The first and only time I have ever been to the Cannes film festival was in 1978. One day on my own, I became lost in the Carlton Hotel on the famed Croisette and accidentally fell in with a party of people leaving the building that turned out to be the cast of Louis Malle's Pretty Baby. Without realising what was happening, I was being snapped at by papparazzi among Susan Sarandon, Keith Carradine and the very young Brooke Shields. Escaping to the crowd, I looked back from its safety at the people I had just been with and understood - for a moment - what it was like to be the focus of that craziness. (Ten years later, while at film school in Los Angeles, I worked briefly as a nanny for Keith Carradine and told him that experience. But even by then, I had come to understand the true cost of belonging to that world.)
That year at Cannes, my two friends and myself went to a screening of a movie called 92 Minutes of Yesterday, by a Danish filmmaker. It felt like 700,000 minutes of never-ending eternity. We decided that we had found a new form of torture - being forced to watch a Danish movie! Luckily, I was later reawakened to the country's cinema by Gabriel Axel's Babette's Feast (one of my all time favourite films), and then discovered Lars von Trier in the 90s. There has been no turning back.
Several years ago, I had the chance to interview Lone Scherfig (that's her to the left), who was at TIFF with her film, Wilbur Wants to Kill Himself, set in Glasgow. I was impressed by the deep vein of humour that runs through Wilbur and was equally impressed by her own quick wit and desire to find humour in the midst of even the most tragic stories. I had come to the movie from the quiet lyric depth of her previous film, Italian for Beginners. I asked Scherfig then what had drawn her to making a film set in Scotland. She said she felt an affinity with the Scots, that they were the closest thing to the Danes she had found in Europe.
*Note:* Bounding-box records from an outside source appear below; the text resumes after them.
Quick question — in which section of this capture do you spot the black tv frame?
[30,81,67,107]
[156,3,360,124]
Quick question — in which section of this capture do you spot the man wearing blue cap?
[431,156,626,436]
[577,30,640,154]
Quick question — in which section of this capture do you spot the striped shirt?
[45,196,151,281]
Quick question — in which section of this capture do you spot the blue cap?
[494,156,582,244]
Now three of the most gifted Danish filmmakers have come together to create a great Dogme - style challenge. Danes Scherfig and the increasingly exciting Anders Thomas Jensen have created and developed a series of Scots characters which they have offered to three young British filmmakers to make movies with. The project is called Advance Party and the lucky filmmakers selected must use all the characters created, but can do with them what they want. And the movie must be set in Glasgow. The first of the films to emerge from Advance Party is Andrea Arnold's Red Road. Arnold wrote the screenplay and directed the film, an unusual and brilliant depiction of how obssession and grief can lead to awkward but ultimately transcendent encounters. A woman monitors the streets of a community on Closed Circuit TV - hired to look out for crime. A chance sighting leads her to pursue a man who has recently been released from prison. We sense early on that their lives are entwined but we don't find out why or how til we have become deeply entrenched in our heroine's need for the connection. Her decisions, which are unsafe and lead to harrowing circumstances, we adopt and accept without thinking because we feel her sense of desperation. The payoff on the story is not unforseen, but the emotional payoff is. And this, to my mind, is what is marking the best aspect of European cinema right now. Story and emotion are given equal value, but in the end emotion gets the edge - subtly, carefully, and powerfully.
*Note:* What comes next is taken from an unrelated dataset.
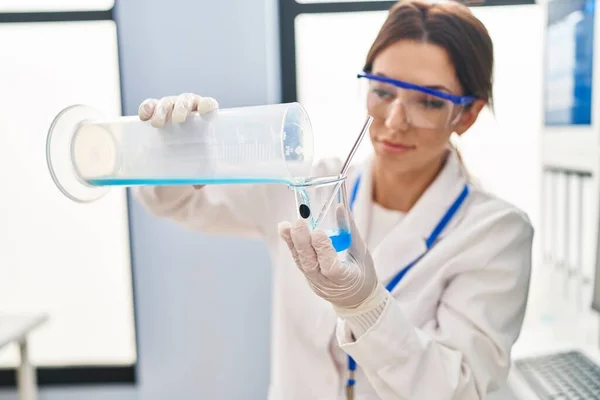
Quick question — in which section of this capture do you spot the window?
[0,6,137,386]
There is also incredibly strong filmmaking here. Red Road created a stir at Cannes and won that festival's Jury prize. The programme book compares Arnold's style to Michael Haneke - whose last year's Cache had quiet impact. I would compare her more to Ken Loach, whose previous films have also been set in Glasgow - I think particularly of the mesmerizing power of My Name is Joe and of course Sixteen. The lead actor in Sixteen was Martin Compston, who is also in Red Road. The movie probes psychological truths: the reason good people pursue dangerous opportunities - which is usually to wrestle their demons to the mat. The choices are slow and subtle, but escalate rapidly when put together. In the end, there is healing, and not the kind that hits us on the head. Red Road is a must see whenever it finds North American release.
But even more beautiful is the film I just saw, by Danish helmer Susanne Bier (that's her at the top), After the Wedding. This film was actually written by Anders Thomas Jensen and is an exquisite journey to the heart of several huge themes: how we choose and create families; who we really belong to; what calls us ultimately to our future - idealism or identity. A man returns to Denmark to get blanket approval of a new project he is working on in India, only to discover his own past unexpectedly waiting for him. Like Scherfig's Wilbur, the characters in this movie appear to reverse roles - people we thought were good turn out to have done bad things and the bad people are not so bad after all. Then it all evens out as choices get made and the playing field becomes leveled. People own and disown each other and make their peace, and grief becomes three-dimensional. It is an incredibly beautiful film by the always astonishing Bier with gorgeous writing and performances. Call it 'Susanne's Feast' - in memory of that other great Danish film, made back in the days when I thought it wasn't possible!